Para Schmale, “el principal problema en relación con la identidad europea consiste en que no existe (aún) un demos europeo paralelo a la población del estado nacional y quizá no exista nunca en la conocida forma histórica, y en cierta manera clásica, de un estado nacional.” Se puede “apelar a la población de un estado mediante conocidas estrategias de identidad nacional, como por ejemplo los grandes relatos nacionales, que crean identidad y la mantienen”, pero “en relación con los ciudadanos de la UE eso no funciona porque no constituyen una población que esté disponible como receptora de una narración generadora de identidad.”

Con ánimo de salir de este paso, este investigador propone repensar la identidad europea desde una nueva y sensata perspectiva ante lo que considera a todas luces un agotamiento del paradigma de unidad en nuestra época: la de considerar la identidad europea como una identidad en red y un hipertexto.

“¿Qué significa eso en concreto?”, se pregunta el autor para responder que “tendríamos que abandonar la tentación de encontrar la identidad europea en 'la historia europea', en 'el legado cultural', en 'la cultura europea' en su dimensión actual, como ocurre actualmente.” Schmale cree que “estos tres conceptos tendrían que declinarse en plural, de lo contrario aumenta la discrepancia entre la identidad real del demos europeo, que puede ser descrito con la ayuda de la metáfora del hipertexto, y el discurso intelectual sobre una 'identidad europea', que reduce el modelo de identidad al patrón del relato de la identidad nacional.” Este último “no puede funcionar”, ya que “la UE, como 'unión', y también según su historia estatal y constitucional, presenta un nuevo modelo histórico de formación política que no se ajusta al estado nacional ni al federal.” La UE es, explica este historiador, “técnica y jurídicamente, una red, que manifiesta tanto historias constitucionales verticales como horizontales, elementos constitucionales centralistas como federales, y además está abierta en sus márgenes (geográficos), especialmente el estatus de futuros miembros en la fase de negociaciones de adhesión, asociación, arquitectura de vecindad, y otros”.

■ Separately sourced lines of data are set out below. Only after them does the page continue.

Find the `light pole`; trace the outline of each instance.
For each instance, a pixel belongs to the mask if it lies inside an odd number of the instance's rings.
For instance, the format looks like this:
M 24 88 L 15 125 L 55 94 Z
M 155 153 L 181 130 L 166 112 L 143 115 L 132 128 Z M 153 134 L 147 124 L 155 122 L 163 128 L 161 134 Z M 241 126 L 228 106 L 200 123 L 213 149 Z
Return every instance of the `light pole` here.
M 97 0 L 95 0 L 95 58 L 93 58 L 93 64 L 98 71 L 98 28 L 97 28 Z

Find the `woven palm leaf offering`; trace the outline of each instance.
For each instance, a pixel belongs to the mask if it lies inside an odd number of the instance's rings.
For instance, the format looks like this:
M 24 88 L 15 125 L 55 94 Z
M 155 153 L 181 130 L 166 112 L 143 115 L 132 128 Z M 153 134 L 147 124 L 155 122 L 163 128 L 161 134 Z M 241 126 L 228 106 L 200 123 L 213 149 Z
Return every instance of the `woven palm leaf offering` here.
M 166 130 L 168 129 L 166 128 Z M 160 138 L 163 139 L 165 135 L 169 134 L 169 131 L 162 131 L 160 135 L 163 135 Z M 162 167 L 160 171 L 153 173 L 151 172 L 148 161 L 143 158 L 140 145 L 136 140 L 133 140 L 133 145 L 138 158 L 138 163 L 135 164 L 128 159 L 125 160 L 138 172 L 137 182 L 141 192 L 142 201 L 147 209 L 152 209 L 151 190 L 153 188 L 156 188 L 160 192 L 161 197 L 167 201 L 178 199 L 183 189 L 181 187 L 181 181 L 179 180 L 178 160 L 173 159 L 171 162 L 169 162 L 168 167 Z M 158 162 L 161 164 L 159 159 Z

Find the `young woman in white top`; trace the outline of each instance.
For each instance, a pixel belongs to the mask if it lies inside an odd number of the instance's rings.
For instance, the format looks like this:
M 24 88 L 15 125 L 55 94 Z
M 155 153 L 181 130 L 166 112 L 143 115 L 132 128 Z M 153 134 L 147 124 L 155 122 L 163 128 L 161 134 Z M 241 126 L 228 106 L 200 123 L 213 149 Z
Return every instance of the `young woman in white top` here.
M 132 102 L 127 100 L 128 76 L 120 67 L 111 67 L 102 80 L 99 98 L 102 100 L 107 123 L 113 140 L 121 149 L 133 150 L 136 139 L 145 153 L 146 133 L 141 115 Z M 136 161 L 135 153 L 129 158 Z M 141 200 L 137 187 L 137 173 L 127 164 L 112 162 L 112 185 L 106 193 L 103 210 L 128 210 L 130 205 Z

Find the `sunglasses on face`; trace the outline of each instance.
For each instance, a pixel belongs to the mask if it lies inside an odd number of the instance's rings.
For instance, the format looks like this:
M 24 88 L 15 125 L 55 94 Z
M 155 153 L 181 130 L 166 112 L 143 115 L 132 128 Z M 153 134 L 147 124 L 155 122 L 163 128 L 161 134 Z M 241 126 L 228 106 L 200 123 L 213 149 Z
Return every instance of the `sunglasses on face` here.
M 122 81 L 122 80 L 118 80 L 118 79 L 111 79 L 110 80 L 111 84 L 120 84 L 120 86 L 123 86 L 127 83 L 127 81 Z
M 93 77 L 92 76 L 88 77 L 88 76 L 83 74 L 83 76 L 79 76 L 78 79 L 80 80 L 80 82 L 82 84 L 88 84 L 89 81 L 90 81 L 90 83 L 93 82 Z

Esta noción en red propuesta por Schmale también serviría para superar la tan extendida noción de la UE como un “club de estados”, ya que “regiones, provincias, estados federados, pero también grandes ciudades podrían ser de este modo actores de la red europea” como nodos de la misma e incluso facilitar las relaciones con aquellos países que a nivel estatal mantienen relaciones con la UE sin ser miembros, como Turquía o —antes de la ruptura de relaciones diplomáticas— Rusia.

El problema con la concepción de Schmale es que la construcción de una identidad nacional, o supranacional, es un proceso orgánico largo, que necesita décadas, si no siglos, para consolidarse, y difícilmente puede ser creado exclusivamente desde arriba hacia abajo, y menos todavía desde centros de decisión política claramente alejados de la ciudadanía, como es el caso. El resultado, cuando habla por boca de los liberales europeos, valida los temores de Hannah Arendt, quien advirtió ya en 1948 que una federación europea “facilitará aplicar el antiguo nacionalismo a una estructura mayor”, haciendo que este nacionalismo de nuevo cuño sea “tan estrecho y chovinista europeo como anteriormente era el alemán, el italiano o el francés”.